# What's your favorite Hyatt Vacation Club and why?



## Serina (Jan 5, 2011)

We are thinking about staying at a Hyatt and was wondering which one is your favorite and why...


----------



## mwwich (Jan 7, 2011)

We're new to Hyatt having bought resale last year so we're just beginners, however we have stayed at Coconut Plantation in Bonita Springs, FL about 5 years ago.  Fantastic resort, not a huge facility so it felt very private.  Also located next to a Hyatt hotel and one can use their facilities as well.  Going to Windward Pointe for spring break in March (Key West).


----------



## LovinTheTropics (Jan 7, 2011)

we own at Hyatt High Sierra
love Lake Tahoe as the resort is very close to the water.... a short walk
the resort itself is very isolated from everything else in Tahoe,, so it does have a bit of a rustic feel to it.  Though we own there, it would not be my favorite, that I have visited.

1. Hyatt Grand Aspen -- This is a great place during ski season and the rooms are large and very nice. worth a visit.

2. Hyatt Sedona Pinon Pointe - (only if you get a new building. the older buildings I would rate at the bottom of the Hyatt system... new buildings, put this one near the top for me. I have stayed in both.)

3. Hyatt High Sierra Lodge

4. Hyatt Carmel Highlands Inn -- This property is extremely overrated for the points it takes to stay here. it is off the beaten path. you have to drive everywhere and the rooms are on the level of the old Sedona rooms. I was extremely disappointed when I stayed here.

Those are the only Hyatt's I have been to.
Hoping to get to Northstar and Beaver Creek in the next 3 years.
Trips planned this year to High Sierra Lodge and Aspen.

Hyatt ownership is still a good value if you have points to spend.


----------



## Serina (Jan 8, 2011)

Interesting - thanks for your input!

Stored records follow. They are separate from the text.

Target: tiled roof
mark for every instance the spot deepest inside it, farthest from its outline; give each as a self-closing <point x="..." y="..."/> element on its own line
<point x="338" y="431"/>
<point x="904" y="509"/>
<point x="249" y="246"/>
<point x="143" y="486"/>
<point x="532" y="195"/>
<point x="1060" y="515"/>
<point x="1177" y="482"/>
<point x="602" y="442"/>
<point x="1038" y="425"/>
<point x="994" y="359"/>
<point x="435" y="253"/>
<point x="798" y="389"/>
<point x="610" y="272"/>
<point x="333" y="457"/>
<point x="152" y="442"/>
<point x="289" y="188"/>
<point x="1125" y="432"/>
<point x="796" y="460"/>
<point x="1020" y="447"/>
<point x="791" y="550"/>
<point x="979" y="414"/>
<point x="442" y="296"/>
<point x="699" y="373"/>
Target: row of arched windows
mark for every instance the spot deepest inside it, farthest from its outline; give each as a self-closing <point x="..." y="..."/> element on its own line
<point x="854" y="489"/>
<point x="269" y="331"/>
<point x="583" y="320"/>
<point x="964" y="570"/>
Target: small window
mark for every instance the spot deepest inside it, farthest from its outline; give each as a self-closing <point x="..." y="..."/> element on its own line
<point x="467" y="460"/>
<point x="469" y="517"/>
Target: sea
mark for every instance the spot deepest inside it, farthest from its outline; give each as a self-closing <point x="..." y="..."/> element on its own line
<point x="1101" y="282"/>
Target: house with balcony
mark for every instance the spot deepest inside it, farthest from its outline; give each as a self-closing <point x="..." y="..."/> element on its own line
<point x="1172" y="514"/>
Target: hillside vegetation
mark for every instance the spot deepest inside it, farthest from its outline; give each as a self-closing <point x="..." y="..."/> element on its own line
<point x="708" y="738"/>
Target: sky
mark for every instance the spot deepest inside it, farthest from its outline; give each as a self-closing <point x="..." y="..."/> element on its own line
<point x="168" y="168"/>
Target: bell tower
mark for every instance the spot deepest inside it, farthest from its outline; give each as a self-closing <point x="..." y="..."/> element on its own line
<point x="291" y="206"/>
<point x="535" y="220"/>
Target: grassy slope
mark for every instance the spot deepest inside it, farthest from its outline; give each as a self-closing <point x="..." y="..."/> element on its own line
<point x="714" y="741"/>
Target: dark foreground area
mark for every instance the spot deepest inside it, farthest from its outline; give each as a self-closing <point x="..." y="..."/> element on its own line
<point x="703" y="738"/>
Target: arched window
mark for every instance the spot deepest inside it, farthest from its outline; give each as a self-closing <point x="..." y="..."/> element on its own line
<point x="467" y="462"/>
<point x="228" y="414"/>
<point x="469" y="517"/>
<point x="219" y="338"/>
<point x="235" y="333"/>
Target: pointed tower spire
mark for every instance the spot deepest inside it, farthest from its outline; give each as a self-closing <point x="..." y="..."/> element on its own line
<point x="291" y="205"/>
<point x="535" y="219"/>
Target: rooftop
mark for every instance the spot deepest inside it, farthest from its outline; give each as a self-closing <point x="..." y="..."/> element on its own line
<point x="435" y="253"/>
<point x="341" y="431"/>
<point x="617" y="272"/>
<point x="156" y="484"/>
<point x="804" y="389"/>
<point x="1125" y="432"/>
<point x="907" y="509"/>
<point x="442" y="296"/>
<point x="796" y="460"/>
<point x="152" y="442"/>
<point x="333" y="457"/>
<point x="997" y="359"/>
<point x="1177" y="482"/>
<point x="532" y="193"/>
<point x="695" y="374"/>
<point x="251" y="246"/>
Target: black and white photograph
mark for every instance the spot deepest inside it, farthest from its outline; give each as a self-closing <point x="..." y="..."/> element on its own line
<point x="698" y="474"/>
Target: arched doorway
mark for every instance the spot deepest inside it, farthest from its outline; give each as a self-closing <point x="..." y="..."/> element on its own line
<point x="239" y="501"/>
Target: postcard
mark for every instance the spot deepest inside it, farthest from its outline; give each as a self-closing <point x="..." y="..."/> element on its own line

Anyone else have any thoughts?


----------



## dvc_john (Jan 8, 2011)

I've stayed in 11 Hyatt resorts so far, and I like them all.
I own at High Sierra Lodge, but I would have to say my favorite is Coconut Plantation.  While I really like this resort, the pool complex, and the lazy river, probably the main reason I like it so much is that it's so convenient for me.  I go to Florida 3 times a year to Orlando and/or Sanibel, so it's quite easy for me to tack on a stay at Coconut Plantation.

As for Hyatt Aspen: Great resort, but I would be cautious of staying in a studio there.  I stayed there in a split week, part in a studio, and part in a 1 bedroom.  The studio was one of two studios connected to a 1br.  The 1br was huge, the other studio was nice size, but my studio, while very nice, was way too small. Really no place to sit, just a tiny table in the corner with 2 small chairs.
Had to move the chair just to see the TV.  The 1br I had elsewhere in the building was huge.


----------